No está dentro de mi plan de vida
casarme o quedarme con una mujer como compañera. Está el hacer el amor de la
manera en que lo sigo haciendo y dedicarme a escribir, consumiendo litros de
agua, calando mis tabacos mentolados, desde mi espacio propio y sintiendo el
orgasmo de escribir desde un rechazo a cualquier tipo de compañía.
Hago daño con mi manera de pensar
cuando empiezo a dialogar porque soy demasiado mal pensado o suspicaz y entonces
entiendo lo que me dijera un amigo que en su momento fue de mucha confianza: Mauricio,
debes tener mucho cuidado al momento de hablar, porque tienes el raro don de
poder generar situaciones muy peligrosas apenas hablas.

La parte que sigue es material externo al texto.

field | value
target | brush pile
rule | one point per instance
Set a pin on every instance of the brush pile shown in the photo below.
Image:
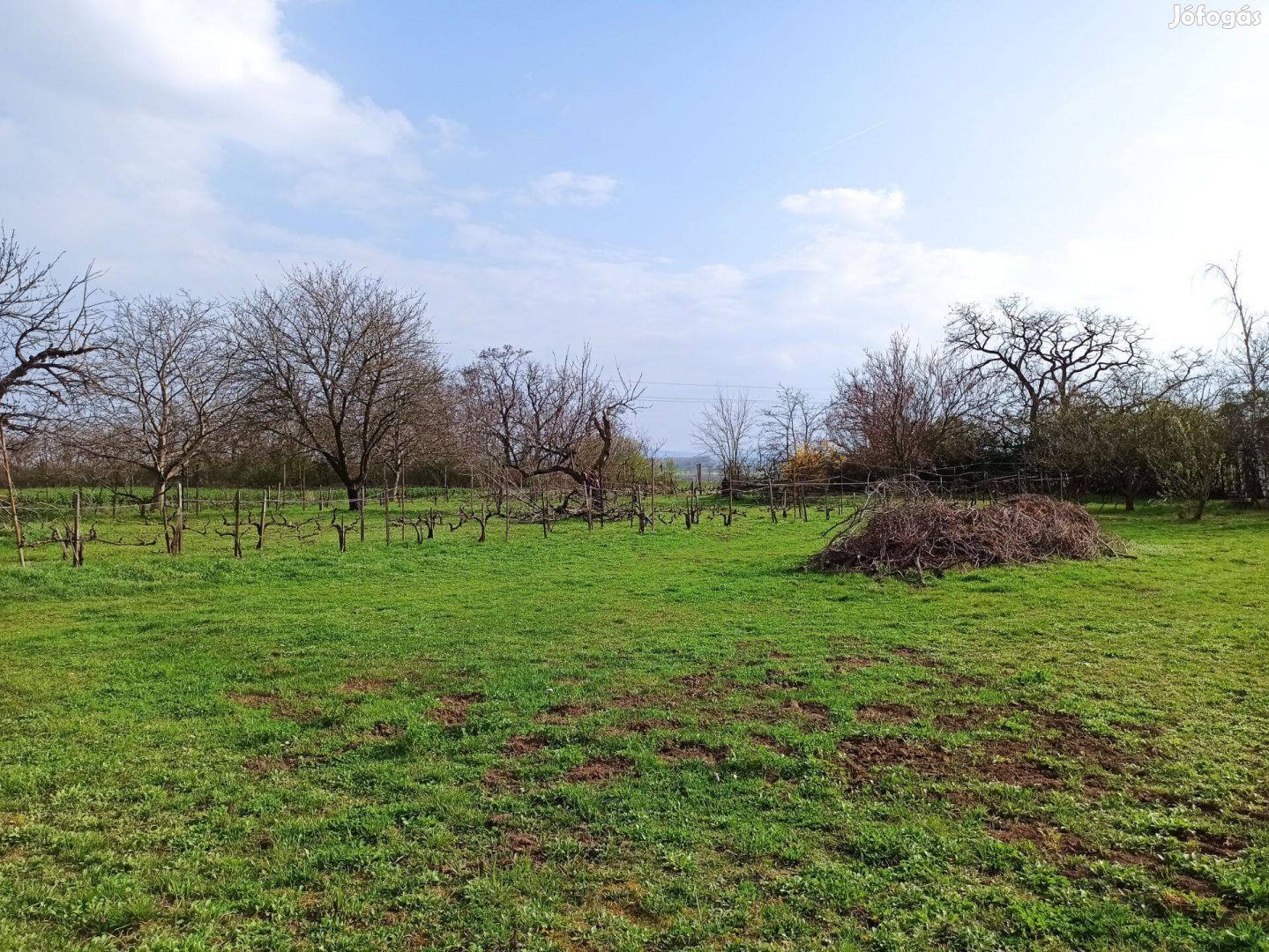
(902, 529)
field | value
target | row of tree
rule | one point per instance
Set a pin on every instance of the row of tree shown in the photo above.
(1020, 390)
(332, 376)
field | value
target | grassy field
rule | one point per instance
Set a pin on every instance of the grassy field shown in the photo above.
(613, 740)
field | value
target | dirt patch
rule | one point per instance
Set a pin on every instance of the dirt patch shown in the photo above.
(1006, 762)
(914, 657)
(645, 725)
(517, 844)
(525, 744)
(812, 711)
(866, 753)
(1045, 838)
(1000, 761)
(366, 686)
(1221, 844)
(561, 714)
(959, 680)
(977, 717)
(773, 744)
(599, 770)
(846, 663)
(885, 712)
(1055, 733)
(453, 710)
(778, 680)
(280, 708)
(696, 685)
(691, 751)
(499, 780)
(262, 766)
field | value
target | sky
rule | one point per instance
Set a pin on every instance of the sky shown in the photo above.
(734, 194)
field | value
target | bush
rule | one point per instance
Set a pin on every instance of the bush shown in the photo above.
(904, 529)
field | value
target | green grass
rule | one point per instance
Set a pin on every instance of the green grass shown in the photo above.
(305, 749)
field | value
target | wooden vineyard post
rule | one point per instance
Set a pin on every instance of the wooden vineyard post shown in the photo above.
(179, 525)
(13, 498)
(653, 489)
(387, 515)
(78, 540)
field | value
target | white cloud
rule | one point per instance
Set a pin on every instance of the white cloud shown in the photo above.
(861, 205)
(118, 118)
(571, 189)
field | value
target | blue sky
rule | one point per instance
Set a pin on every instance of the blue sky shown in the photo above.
(711, 193)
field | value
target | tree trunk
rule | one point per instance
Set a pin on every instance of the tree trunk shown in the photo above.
(1199, 509)
(594, 488)
(355, 494)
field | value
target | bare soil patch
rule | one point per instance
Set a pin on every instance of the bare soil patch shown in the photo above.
(561, 714)
(846, 663)
(499, 780)
(262, 766)
(599, 770)
(519, 844)
(645, 725)
(525, 744)
(696, 685)
(691, 751)
(886, 712)
(280, 708)
(366, 686)
(773, 744)
(453, 709)
(914, 657)
(812, 711)
(780, 680)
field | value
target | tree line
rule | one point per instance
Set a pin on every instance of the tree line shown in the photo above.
(330, 376)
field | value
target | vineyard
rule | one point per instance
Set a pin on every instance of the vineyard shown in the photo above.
(581, 735)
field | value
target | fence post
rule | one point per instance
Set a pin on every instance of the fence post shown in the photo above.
(178, 529)
(13, 498)
(653, 495)
(78, 543)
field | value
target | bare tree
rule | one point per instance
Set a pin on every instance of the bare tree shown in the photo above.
(537, 419)
(1187, 449)
(164, 385)
(337, 361)
(1246, 378)
(725, 430)
(794, 424)
(47, 330)
(1047, 358)
(902, 408)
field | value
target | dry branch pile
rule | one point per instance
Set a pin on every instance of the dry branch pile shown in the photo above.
(902, 529)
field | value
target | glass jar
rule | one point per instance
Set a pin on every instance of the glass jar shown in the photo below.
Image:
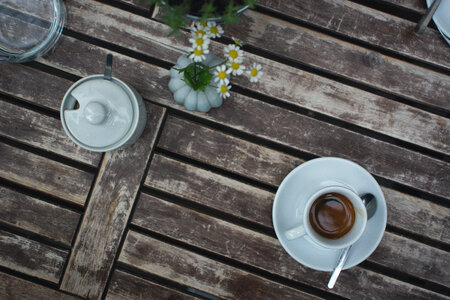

Más allá de la manera
convencida de expresarme o el hecho de ser verás, a mis 47 años, el placer es
saber que puedo estar bien de esta manera: estar todo el día sentado frente al
ordenador y escribir, porque si bien, soy el hombre de las 100,000 palabras diarias,
pues en mi silencio, este discurso se desarrolla desde lo que escribo siendo mi
recompensa hacerle el amor a esas muchachas que saben, he acudido donde ellas
porque ya no puedo más con la vida y necesito revigorizar mi estar en este
mundo para volver a tener bien claras mis ideas y sentarme al ordenador para
escribir lo que a voluntad he elegido escribir sobre la vida, cuando me expreso
con autoridad sobre La Libertad o la Ética, el Amor y las experiencias extremas
o el Cada vez es peor.
Dentro de todas las maneras
ideales para vivir y, dentro de todos los destinos imposibles donde sé, la vida
no es fácil para nadie dentro de este mundo, hay, para certeza de todas las
personas del planeta, alguien que es feliz y, ese soy yo, porque me dedico a
escribir, si es que ése es mi sueño y cada persona tiene su propio sueño,
acompañado del miedo de si es posible que se haga realidad mientras me leen u
observan y ven que hay alguien dentro de este mundo que es feliz, haciendo
realidad el suyo, cuando todo parece no tener sentido en un mundo donde todos
están contra todos y Mauricio es feliz, escribiendo, como debería ser con las
demás personas, cuando meditan en todos sus esfuerzos, para hacer realidad sus
propios sueños si acaso soy yo el que dijo en un vigoroso espasmo dentro de un auditorio lleno de cientos de muchachos universitarios: ¡a este mundo hemos venido a realizar nuestro sueños!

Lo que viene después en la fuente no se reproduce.